Serving for 17 years as Independent Director of Thames Television, Baker used her position to push the UK’s first corporate gender equality programme. She also joined the board of Avon, a company she admired for the way it empowered women to run their own businesses.
In 1983, Baker became the first female director of Barclays Bank UK – and used her position to promote equal opportunities during a time when 65% of the bank’s colleagues were women. Baker argued for greater awareness around issues like maternity leave, training and career development. In 1988, she became the first woman to sit on the group board as a director of Barclays PLC.
Speaking to Women in Banking in the early 1980s, Baker stressed the need to open doors for women – and for banks to wake up to women’s potential as customers with increasing financial clout.

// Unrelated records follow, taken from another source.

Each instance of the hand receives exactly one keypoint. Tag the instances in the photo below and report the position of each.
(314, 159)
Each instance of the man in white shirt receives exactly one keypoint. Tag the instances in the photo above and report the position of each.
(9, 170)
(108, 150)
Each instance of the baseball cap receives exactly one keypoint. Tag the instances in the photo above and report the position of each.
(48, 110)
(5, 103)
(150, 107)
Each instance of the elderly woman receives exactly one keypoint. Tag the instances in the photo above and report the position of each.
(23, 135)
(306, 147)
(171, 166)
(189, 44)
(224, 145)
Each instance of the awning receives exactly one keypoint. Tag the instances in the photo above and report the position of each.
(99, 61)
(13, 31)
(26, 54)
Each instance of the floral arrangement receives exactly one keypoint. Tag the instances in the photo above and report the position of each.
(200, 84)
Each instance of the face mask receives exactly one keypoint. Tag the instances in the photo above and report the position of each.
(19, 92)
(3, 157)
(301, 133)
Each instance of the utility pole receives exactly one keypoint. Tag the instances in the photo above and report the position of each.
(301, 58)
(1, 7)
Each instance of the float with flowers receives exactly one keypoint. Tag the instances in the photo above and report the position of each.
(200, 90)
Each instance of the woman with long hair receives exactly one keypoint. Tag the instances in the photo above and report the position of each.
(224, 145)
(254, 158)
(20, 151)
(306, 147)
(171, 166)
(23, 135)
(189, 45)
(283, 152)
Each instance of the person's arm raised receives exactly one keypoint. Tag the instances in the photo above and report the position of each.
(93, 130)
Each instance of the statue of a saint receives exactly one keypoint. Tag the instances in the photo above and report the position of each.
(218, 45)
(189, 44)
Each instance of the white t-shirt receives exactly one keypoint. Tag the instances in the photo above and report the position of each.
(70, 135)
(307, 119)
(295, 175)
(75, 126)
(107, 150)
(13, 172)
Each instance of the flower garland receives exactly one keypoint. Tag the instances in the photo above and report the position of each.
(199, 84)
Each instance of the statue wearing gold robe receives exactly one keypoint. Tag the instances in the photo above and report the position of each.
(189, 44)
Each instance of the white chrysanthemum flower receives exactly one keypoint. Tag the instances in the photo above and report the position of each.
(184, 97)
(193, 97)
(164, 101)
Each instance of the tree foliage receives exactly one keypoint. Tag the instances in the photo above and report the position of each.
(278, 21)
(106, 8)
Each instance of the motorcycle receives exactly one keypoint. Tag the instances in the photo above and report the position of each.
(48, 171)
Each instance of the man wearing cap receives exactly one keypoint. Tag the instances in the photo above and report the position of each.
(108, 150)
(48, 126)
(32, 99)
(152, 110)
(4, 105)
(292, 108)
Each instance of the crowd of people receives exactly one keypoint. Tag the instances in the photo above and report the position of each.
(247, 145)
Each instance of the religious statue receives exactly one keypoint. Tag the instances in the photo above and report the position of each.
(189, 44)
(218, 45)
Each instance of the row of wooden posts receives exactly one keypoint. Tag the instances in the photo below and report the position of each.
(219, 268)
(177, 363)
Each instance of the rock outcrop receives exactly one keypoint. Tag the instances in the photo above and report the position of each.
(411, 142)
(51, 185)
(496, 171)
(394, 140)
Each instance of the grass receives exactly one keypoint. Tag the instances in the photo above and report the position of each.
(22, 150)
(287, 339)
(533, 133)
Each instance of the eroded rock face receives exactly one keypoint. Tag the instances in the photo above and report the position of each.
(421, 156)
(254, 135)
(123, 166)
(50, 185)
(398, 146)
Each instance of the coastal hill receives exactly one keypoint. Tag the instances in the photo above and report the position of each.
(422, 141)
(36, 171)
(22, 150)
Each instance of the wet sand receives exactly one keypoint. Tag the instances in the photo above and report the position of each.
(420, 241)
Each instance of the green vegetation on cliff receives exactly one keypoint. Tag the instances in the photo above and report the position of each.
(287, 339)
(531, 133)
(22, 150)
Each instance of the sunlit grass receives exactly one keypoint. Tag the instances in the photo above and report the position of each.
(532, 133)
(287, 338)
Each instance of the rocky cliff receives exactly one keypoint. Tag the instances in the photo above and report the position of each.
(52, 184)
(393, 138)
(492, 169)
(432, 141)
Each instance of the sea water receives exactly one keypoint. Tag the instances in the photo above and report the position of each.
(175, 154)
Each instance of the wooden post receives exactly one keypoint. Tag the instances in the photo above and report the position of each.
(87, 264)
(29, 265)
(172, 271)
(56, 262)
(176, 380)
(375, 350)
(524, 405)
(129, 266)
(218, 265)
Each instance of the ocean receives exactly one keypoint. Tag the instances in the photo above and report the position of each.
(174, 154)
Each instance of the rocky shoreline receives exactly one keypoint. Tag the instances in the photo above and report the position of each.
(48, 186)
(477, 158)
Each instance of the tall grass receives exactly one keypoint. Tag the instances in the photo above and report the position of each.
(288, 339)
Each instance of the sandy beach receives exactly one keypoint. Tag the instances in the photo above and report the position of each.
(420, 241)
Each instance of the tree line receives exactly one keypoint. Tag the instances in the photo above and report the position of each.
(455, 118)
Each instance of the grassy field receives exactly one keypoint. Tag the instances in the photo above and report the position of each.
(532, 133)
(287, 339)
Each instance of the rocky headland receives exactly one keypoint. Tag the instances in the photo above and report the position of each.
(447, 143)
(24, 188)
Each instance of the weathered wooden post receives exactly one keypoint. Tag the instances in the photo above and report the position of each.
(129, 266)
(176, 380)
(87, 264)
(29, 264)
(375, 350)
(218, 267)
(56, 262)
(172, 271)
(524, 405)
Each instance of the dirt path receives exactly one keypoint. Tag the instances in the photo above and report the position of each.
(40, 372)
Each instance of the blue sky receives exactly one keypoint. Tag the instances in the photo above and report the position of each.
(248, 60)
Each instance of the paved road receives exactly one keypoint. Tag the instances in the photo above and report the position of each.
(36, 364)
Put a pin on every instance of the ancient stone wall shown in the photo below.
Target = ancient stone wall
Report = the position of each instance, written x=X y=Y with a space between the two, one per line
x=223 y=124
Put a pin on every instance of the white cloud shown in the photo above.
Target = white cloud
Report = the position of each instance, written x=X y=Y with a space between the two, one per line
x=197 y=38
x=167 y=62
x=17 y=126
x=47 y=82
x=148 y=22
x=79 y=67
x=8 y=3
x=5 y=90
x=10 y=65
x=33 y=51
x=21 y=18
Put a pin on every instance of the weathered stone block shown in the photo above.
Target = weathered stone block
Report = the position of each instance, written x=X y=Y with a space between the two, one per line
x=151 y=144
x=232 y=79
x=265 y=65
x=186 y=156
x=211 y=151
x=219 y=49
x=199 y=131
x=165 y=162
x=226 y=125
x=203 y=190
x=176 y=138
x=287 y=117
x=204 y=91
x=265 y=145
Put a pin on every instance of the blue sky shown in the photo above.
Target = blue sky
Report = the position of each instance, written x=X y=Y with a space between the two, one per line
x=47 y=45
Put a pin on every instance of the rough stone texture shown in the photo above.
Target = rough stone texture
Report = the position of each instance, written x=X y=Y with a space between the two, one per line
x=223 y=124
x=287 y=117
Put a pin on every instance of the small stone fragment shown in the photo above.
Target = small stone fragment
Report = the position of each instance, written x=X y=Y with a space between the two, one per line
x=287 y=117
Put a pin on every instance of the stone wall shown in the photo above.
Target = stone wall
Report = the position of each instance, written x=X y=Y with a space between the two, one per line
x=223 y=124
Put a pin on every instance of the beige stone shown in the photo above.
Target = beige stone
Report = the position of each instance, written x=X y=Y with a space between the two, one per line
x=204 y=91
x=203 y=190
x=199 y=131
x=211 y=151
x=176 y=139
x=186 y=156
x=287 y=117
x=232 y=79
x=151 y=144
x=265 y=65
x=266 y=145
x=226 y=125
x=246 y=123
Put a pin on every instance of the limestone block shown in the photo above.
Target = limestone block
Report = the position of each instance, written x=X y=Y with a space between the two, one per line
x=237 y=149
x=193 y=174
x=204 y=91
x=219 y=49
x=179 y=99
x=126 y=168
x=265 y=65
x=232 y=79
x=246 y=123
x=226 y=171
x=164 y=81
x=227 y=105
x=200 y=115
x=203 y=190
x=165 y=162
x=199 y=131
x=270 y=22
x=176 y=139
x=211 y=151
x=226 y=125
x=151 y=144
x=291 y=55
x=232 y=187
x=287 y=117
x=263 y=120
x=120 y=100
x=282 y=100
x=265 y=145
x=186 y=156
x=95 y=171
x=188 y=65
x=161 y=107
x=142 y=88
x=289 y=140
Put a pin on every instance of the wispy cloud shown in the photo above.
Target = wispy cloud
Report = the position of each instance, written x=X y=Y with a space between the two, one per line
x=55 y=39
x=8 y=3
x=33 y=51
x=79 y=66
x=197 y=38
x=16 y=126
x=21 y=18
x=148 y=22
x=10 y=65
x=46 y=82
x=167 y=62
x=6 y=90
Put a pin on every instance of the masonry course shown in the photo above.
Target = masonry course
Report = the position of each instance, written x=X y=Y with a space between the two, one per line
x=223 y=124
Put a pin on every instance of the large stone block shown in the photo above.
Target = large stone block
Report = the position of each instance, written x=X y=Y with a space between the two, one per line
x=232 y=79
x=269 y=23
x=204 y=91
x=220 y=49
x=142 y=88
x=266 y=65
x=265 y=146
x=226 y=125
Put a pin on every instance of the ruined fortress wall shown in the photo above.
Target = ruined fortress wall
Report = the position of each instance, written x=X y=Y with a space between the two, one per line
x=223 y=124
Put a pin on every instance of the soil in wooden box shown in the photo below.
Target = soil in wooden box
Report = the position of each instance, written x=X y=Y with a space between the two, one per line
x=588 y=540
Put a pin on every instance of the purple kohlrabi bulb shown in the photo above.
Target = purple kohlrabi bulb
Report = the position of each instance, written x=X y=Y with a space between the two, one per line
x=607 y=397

7. Audrey Stone, developer of Barclays’ first computer manuals
Audrey Stone attended Barclays’ Wimbledon Training Centre in 1951, at which time the bank was embarking on a phase of branch mechanisation. An early pioneer in computerisation, Barclays was leading the use of computers in British banking by 1961. The bank purchased the EMIDEC 1100 for its first specialist computer centre in London, and it was into this world of experimental innovation that Stone entered.
The technological expansion of the 1960s created demand for staff members to operate the EMIDEC and IBM machines that Barclays used at the time. Stone was enlisted to drive this tech expansion by creating training and operator manuals, which would become core elements of the bank’s training programme in this new area of operation.
Stone also became a key figure for the implementation of computerised accounting ahead of Decimal Day in 1971. During this time, she led the integration of a prototype system linking all Barclays branches in Britain to a single computer centre mainframe. Though the project was beset with both technological and administrative problems, Stone’s contribution – like the contributions of other pioneering women at Barclays – was not forgotten.